Rep. Edward Markey, D-Mass., chairman of the Select Committee on Energy Independence and Global Warming, criticized the administration's decision to proceed with the 29 million-acre lease sale in the Chukchi.

"On the one hand, the Interior Department is dragging its feet on protecting the polar bear, while opening up new oil and gas drilling in sensitive polar bear habitats on the other," Markey said in a statement.

Andrew Wexler, an attorney with the Natural Resources Defense Council in Chicago, said, "The one-month delay comes at a time that is very fortuitous for oil and gas companies that want to drill in the Chukchi."

If the bear were listed before the lease-sale decision, Interior Department's Minerals Management Service might have to delay or stop the sale, Wexler said.
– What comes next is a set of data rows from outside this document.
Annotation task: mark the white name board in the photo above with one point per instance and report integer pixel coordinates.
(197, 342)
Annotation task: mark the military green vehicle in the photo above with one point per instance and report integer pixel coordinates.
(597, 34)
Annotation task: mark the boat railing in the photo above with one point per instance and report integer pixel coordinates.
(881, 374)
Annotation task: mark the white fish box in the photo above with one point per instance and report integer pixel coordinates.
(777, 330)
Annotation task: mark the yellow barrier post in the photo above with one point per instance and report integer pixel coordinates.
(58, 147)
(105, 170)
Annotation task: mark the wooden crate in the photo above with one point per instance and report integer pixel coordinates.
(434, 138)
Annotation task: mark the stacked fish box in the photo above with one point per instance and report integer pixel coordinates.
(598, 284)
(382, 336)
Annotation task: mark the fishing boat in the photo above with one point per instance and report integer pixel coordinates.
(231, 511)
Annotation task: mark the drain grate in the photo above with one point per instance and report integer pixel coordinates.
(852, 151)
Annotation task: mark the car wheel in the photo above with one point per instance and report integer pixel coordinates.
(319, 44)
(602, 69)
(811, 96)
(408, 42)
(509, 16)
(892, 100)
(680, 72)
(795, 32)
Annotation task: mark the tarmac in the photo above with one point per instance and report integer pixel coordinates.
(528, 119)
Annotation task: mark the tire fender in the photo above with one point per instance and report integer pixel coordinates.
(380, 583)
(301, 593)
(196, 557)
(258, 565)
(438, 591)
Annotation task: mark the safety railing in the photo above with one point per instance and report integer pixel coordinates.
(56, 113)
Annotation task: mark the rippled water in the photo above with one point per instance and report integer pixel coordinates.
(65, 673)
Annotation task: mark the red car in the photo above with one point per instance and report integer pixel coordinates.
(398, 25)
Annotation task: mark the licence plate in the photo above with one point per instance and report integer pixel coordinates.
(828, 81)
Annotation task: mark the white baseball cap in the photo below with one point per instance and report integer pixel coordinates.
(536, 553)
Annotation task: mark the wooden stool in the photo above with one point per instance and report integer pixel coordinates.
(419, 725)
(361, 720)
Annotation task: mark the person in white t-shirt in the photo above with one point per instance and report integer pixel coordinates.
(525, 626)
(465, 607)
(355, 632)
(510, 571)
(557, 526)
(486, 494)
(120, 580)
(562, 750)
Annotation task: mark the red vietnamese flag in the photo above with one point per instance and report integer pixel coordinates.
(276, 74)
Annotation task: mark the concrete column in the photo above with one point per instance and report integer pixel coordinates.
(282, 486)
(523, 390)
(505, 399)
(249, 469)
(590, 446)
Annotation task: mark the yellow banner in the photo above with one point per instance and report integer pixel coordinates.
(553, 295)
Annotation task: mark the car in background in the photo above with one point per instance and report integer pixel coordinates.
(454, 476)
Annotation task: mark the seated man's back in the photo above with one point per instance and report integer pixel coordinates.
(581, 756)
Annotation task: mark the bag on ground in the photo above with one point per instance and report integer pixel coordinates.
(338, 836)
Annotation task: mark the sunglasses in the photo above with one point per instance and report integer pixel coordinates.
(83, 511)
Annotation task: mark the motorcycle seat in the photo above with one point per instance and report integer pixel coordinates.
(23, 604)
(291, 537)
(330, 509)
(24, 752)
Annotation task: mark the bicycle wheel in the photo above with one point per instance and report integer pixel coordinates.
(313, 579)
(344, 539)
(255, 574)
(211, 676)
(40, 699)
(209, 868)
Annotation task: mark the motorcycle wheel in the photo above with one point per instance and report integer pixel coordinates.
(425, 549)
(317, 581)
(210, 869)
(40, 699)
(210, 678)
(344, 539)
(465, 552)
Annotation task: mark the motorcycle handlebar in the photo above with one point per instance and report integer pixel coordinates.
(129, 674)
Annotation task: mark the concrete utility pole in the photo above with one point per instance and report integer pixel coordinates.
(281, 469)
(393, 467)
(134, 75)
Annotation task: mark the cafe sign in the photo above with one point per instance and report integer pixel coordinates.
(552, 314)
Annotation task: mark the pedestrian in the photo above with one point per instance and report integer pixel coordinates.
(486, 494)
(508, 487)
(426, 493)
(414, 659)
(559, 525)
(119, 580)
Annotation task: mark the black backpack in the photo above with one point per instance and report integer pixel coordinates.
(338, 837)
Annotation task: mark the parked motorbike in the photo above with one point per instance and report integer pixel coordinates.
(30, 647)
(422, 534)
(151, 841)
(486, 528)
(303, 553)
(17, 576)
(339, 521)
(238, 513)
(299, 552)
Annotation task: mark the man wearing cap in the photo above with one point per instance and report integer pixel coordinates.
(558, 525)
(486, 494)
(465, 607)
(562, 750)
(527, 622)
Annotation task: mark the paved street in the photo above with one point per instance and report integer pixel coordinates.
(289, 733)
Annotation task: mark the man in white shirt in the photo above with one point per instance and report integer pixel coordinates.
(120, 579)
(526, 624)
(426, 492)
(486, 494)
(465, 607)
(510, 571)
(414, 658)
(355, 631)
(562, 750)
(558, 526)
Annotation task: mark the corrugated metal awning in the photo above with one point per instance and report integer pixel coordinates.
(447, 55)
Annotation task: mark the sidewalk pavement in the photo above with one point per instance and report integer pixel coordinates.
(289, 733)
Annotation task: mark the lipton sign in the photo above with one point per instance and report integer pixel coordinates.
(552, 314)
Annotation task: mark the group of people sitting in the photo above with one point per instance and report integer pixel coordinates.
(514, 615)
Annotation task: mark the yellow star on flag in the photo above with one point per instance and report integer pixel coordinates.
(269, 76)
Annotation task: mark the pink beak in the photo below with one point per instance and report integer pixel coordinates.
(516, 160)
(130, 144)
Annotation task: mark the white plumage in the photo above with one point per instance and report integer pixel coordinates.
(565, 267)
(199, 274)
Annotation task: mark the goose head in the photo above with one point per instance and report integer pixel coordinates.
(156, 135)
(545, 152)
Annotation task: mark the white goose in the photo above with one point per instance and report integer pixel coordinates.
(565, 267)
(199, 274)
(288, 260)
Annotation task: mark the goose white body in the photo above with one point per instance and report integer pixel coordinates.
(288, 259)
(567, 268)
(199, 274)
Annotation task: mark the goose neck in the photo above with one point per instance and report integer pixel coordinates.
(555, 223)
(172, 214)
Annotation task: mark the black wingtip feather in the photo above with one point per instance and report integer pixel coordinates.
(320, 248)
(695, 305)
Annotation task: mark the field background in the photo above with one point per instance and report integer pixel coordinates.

Melanie Duchin, a Greenpeace campaigner in Alaska, agreed that the delay is highly suspect.

"You can't both protect the bear's habitat and drill in it at the same time," Duchin said.

"The sale would set up a one-two punch for the polar bear. On one hand, it would expose the bears to oil spills and all manner of industrial disturbance that comes along with exploration, drilling and transportation. Once those fossil fuels are burned, they exacerbate global warming and melt the polar bear's sea-ice habitat," she said.